Don't get me wrong. That doesn't make it any less useful; as an insight to our collective insecurities as marketers it has no equal. If you're still reading, and haven't thrown down your copy of Marketing in disgust, sit quietly for a while and just consider whether you have ever told a fib in an interview situation. No? Are you sure?

Useless comparisons

Nonetheless, even if they managed to survey the only 100 people in UK marketing who consistently tell the truth, how relevant is that to you in your present plight? Trying to compare salaries at a company that pukes $1bn in operating profits, with one in the same sector that is burning through its cash pile at the same rate is tough. People work at the latter because they hope to get rich off generous (but presently worthless) stock options. People work at the former... because they are lucky bastards.
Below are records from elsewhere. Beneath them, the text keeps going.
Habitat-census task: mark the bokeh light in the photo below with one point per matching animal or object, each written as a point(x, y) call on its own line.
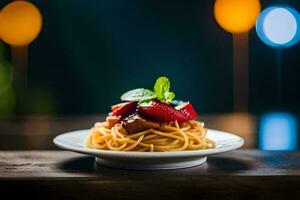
point(278, 131)
point(20, 23)
point(236, 16)
point(278, 26)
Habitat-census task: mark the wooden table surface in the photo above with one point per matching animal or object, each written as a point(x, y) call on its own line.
point(29, 169)
point(241, 174)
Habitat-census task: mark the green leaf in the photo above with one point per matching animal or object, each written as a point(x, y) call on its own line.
point(161, 86)
point(139, 94)
point(161, 89)
point(169, 96)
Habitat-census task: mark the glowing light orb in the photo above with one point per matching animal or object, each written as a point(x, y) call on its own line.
point(236, 16)
point(278, 131)
point(279, 26)
point(20, 23)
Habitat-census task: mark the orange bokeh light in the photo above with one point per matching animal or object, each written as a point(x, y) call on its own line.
point(20, 23)
point(236, 16)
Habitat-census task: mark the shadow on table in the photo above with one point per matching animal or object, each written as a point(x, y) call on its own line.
point(87, 164)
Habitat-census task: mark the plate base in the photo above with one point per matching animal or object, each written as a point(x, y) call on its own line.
point(122, 164)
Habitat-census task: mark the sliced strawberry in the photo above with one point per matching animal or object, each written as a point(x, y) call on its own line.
point(188, 109)
point(125, 110)
point(162, 112)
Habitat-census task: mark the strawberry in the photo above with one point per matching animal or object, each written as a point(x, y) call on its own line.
point(125, 109)
point(188, 109)
point(162, 112)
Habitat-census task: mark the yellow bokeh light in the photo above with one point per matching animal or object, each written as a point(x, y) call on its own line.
point(20, 23)
point(236, 16)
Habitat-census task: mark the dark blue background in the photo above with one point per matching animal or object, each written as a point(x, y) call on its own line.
point(90, 52)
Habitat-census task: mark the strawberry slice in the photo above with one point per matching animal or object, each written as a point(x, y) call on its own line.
point(162, 112)
point(188, 109)
point(124, 109)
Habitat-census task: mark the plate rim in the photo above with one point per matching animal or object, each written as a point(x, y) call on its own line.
point(105, 153)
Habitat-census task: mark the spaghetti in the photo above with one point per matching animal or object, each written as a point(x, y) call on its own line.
point(190, 135)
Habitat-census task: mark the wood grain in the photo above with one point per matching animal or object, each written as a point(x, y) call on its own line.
point(234, 175)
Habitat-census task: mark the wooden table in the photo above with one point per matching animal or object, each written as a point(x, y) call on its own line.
point(241, 174)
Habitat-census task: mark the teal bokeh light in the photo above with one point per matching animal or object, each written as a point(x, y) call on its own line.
point(278, 131)
point(279, 26)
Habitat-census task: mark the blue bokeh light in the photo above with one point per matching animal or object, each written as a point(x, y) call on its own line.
point(279, 26)
point(278, 131)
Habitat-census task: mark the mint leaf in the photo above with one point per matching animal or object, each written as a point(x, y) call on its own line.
point(169, 96)
point(139, 94)
point(161, 89)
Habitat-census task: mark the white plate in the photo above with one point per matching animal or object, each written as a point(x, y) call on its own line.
point(73, 141)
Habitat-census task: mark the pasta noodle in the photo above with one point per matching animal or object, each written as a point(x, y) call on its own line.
point(190, 135)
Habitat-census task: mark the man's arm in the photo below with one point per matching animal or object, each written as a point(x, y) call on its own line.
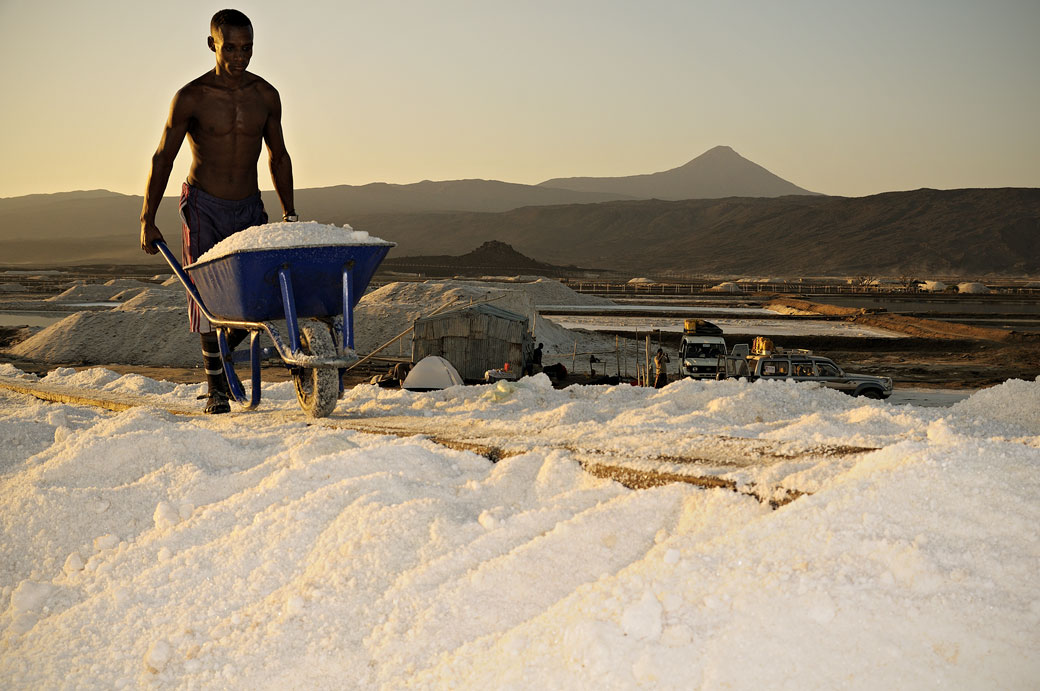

So where does all this leave you? You could force a confrontation with your boss, which may or may not work. It is dependent on many factors, some tangible (did they see the same survey, and feel equally slighted?) or others less so (what sort of day are they having?).

Alternatively you could hoist the 'looking for work' icon on LinkedIn. Or you could just take comfort from the fact that you have a job, and you seem to be pretty good at it. If it were all about the money, you wouldn't be working in marketing, right?

Will Harris is a former marketing director for Nokia in the UK and Asia region. He was the first marketing director of the Conservative Party and launch marketing director of the O2 brand.